C.2. Details of Training the HMM Language Model
Following Zhang et al. (2023), we first fine-tune a GPT-2 model with the CommonGen dataset. We then sample 8M sequences of length 32 from the fine-tuned GPT-2. After initializing the HMM parameters with latent variable distillation, we fine-tune the HMM with the sampled data. Specifically, following Zhang et al. (2023), we divide the 8M samples into 40 equally-sized subsets, and run full-batch EM on the 40 subsets repeatedly. Another set of 800K samples is drawn from the fine-tuned GPT as the validation set.
C.3. Details of Training the Sparse Image Model
C.4. Additional Benchmark Results
Hyperparameters of the adopted HCLTs. We adopt two HCLTs (Liu & Van den Broeck, 2021) with hidden sizes 256 and 512, respectively. The backbone CLT structure is constructed using 20,000 randomly selected training samples.

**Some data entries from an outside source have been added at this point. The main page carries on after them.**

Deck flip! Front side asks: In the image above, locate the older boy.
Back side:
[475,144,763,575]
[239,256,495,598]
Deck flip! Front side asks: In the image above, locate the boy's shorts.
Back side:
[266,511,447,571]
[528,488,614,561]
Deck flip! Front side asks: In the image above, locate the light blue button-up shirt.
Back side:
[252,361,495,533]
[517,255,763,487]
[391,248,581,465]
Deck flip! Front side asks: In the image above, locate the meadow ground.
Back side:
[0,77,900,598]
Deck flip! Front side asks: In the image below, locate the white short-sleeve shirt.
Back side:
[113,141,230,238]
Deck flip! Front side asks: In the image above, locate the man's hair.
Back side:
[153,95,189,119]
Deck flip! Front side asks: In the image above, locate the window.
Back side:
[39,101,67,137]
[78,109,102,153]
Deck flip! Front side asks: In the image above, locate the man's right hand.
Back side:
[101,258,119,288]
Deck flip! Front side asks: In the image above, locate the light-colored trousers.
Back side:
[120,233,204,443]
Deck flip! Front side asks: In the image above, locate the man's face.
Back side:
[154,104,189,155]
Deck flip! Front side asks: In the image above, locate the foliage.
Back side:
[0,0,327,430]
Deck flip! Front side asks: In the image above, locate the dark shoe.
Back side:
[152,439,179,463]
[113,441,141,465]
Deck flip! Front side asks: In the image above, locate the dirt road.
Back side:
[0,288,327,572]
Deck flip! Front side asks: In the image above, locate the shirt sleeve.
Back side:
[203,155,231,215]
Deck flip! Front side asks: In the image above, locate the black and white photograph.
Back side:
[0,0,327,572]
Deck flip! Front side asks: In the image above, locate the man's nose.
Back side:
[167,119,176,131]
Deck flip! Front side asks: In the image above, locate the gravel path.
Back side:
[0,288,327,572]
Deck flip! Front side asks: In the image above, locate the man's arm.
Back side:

Hyperparameters of the adopted PDs. Starting from the set of all random variables, the PD structure recursively splits the subset with product nodes. Specifically, consider an image represented as a H×W ×C (H is the height; W is the width; C is the number of channels), the PD structure recursively splits over both the height and the width coordinates, where every coordinate has a set of pre-defined split points. For both the height and the width coordinates, we add split points with interval 2. PD-mid has a hidden dimension of 128 and PD-large has 256.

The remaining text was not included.